After some waiting, chin rubbing and a possible let-down, I heard today that I can attend a sesshin in Eiheiji temple, the head temple of the Soto Zen school. I visited there before as a tourist and it's a very beautiful place. I was able to see the training monks, albeit from a distance, going about some of their daily chores. There is a big visitors centre which holds retreats two or three times each month.
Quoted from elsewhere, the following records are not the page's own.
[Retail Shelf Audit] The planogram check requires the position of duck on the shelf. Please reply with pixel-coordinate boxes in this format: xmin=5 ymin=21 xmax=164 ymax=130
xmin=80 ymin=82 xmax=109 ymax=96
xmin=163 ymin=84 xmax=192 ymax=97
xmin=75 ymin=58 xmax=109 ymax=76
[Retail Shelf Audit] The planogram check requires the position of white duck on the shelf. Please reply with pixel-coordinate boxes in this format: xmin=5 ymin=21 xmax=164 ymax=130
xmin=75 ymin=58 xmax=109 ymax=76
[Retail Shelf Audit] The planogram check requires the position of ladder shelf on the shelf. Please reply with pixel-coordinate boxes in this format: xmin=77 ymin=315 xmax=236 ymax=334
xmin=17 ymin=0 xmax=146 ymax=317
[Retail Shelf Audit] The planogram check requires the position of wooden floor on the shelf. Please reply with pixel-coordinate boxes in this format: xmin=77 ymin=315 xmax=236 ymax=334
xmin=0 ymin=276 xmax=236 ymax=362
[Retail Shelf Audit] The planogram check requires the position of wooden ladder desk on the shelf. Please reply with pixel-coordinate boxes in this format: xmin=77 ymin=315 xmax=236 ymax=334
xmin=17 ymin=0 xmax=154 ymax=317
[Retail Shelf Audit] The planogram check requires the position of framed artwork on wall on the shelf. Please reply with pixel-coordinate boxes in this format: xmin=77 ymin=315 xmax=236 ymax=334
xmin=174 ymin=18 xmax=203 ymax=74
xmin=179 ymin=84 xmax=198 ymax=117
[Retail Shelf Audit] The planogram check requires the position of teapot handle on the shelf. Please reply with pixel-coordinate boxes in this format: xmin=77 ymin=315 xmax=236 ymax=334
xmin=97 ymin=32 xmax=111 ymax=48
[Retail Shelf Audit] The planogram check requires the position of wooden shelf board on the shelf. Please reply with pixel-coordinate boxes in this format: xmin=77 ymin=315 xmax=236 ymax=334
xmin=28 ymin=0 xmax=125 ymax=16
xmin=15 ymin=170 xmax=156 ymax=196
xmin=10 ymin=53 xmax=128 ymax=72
The monk at the temple I do zazen at is worried about me going, even though he has organised it. He's particularly worried about me sitting seiza (on my haunches) for periods of up to two hours. It's scaring me too a bit, but I've been hoping to go to a sesshin for some time now. This will be my first. He says that I'll need a bit of coaching before I go. I was thinking of smuggling in a few morphine shots to whack into my legs when the going gets nasty. What I'm worried about is the food situation. It's typical temple oryoki, which means small amounts of food, served quite infrequently. Here's the sesshin schedule:

  • 3:30 - Shinrei (wake up bell)
  • 3:50 - Kyoten zazen (Morning zazen)
  • 5:00 - Choka (Morning service)
  • 7:00 - Shojiki (Breakfast)
  • 8:30 - Samu (Work period)
  • 10:00 - Guchu zazen (Late-morning zazen)
  • 11:00 - Nicchu (Midday service)
  • 12:00 - Chujiki (Lunch)
  • 13:00 - Samu (Work period)
  • 14:00 - Hoji zazen (Afternoon zazen)
  • 16:00 - Banka (Evening service)
  • 17:00 - Yakuseki (Evening meal)
  • 19:00 - Yaza (Evening zazen)
  • 21:00 - Kaichin (Lights out)
As you can see, there's a 14 hour gap between even meal and breakfast. I'm not altogether sure why it's so tough. I suppose it could be argued that when we are confronted with pain in life, our motivation for overcoming pain is increased, and that the sesshin schedule, therefore, will focus minds in zazen. That's what I'm hoping. The monk at my temple tells me that the seiza periods are at least one hour, which is severe. However, I can see that morning service is scheduled for two hours, which is a monster session. Two hours of seiza on a very empty stomach. Ouchies. Morphine, see!

Saturday, 8 August 2009

There is a rule.........

I was taught this little verse by an English anarchist about 18 years ago, standing side-by-side at a tulip bulb factory conveyor belt in Holland as thousands of bulbs shimmied past us while we selected the rotten ones for the trash. It always pops into my head now and again, but now I've come to see its deep truth shining through the lilting lyric.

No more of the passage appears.